Uitspraak
GERECHTSHOF ARNHEM - LEEUWARDEN
[Z](hierna: belanghebbende)
heffingsambtenaar van het gemeenschappelijk belastingkantoor Lococensus-Tricijn(hierna: de heffingsambtenaar)
Gerechtshof Arnhem-Leeuwarden
In deze zaak heeft het Gerechtshof Arnhem-Leeuwarden op 29 november 2016 uitspraak gedaan in hoger beroep over de waardevaststelling van een patiowoning door de heffingsambtenaar van het gemeenschappelijk belastingkantoor Lococensus-Tricijn. De belanghebbende, eigenaar van de onroerende zaak, had bezwaar gemaakt tegen de vastgestelde waarde van € 249.000 per waardepeildatum 1 januari 2013 en de bijbehorende onroerendezaakbelasting. De rechtbank Overijssel had het beroep van de belanghebbende ongegrond verklaard, waarna hij in hoger beroep ging.
Het Hof heeft de bevoegdheid van de heffingsambtenaar om de waarde vast te stellen en de aanslag op te leggen, beoordeeld aan de hand van de Gemeenschappelijke regeling en de relevante wetgeving. Het Hof concludeerde dat de heffingsambtenaar rechtsgeldig was aangewezen en dat de Gemeenschappelijke regeling op de juiste wijze bekend was gemaakt. De belanghebbende betwistte de hoogte van de vastgestelde waarde en voerde aan dat de vergelijkingsobjecten niet vergelijkbaar waren. Het Hof oordeelde dat de heffingsambtenaar de waarde aannemelijk had gemaakt en dat de vergelijkingsobjecten voldoende vergelijkbaar waren.

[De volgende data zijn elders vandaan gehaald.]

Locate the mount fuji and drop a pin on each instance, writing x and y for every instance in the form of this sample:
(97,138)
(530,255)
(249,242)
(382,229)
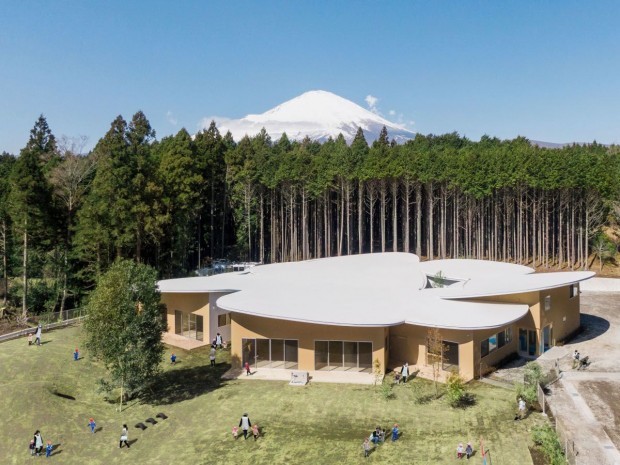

Daarnaast werd het gelijkheidsbeginsel besproken, waarbij het Hof oordeelde dat de belanghebbende niet had aangetoond dat er sprake was van schending van dit beginsel. Het Hof bevestigde de uitspraak van de rechtbank en verklaarde het hoger beroep ongegrond. De proceskosten werden niet toegewezen, en de belanghebbende werd geïnformeerd over de mogelijkheid om in cassatie te gaan tegen deze uitspraak.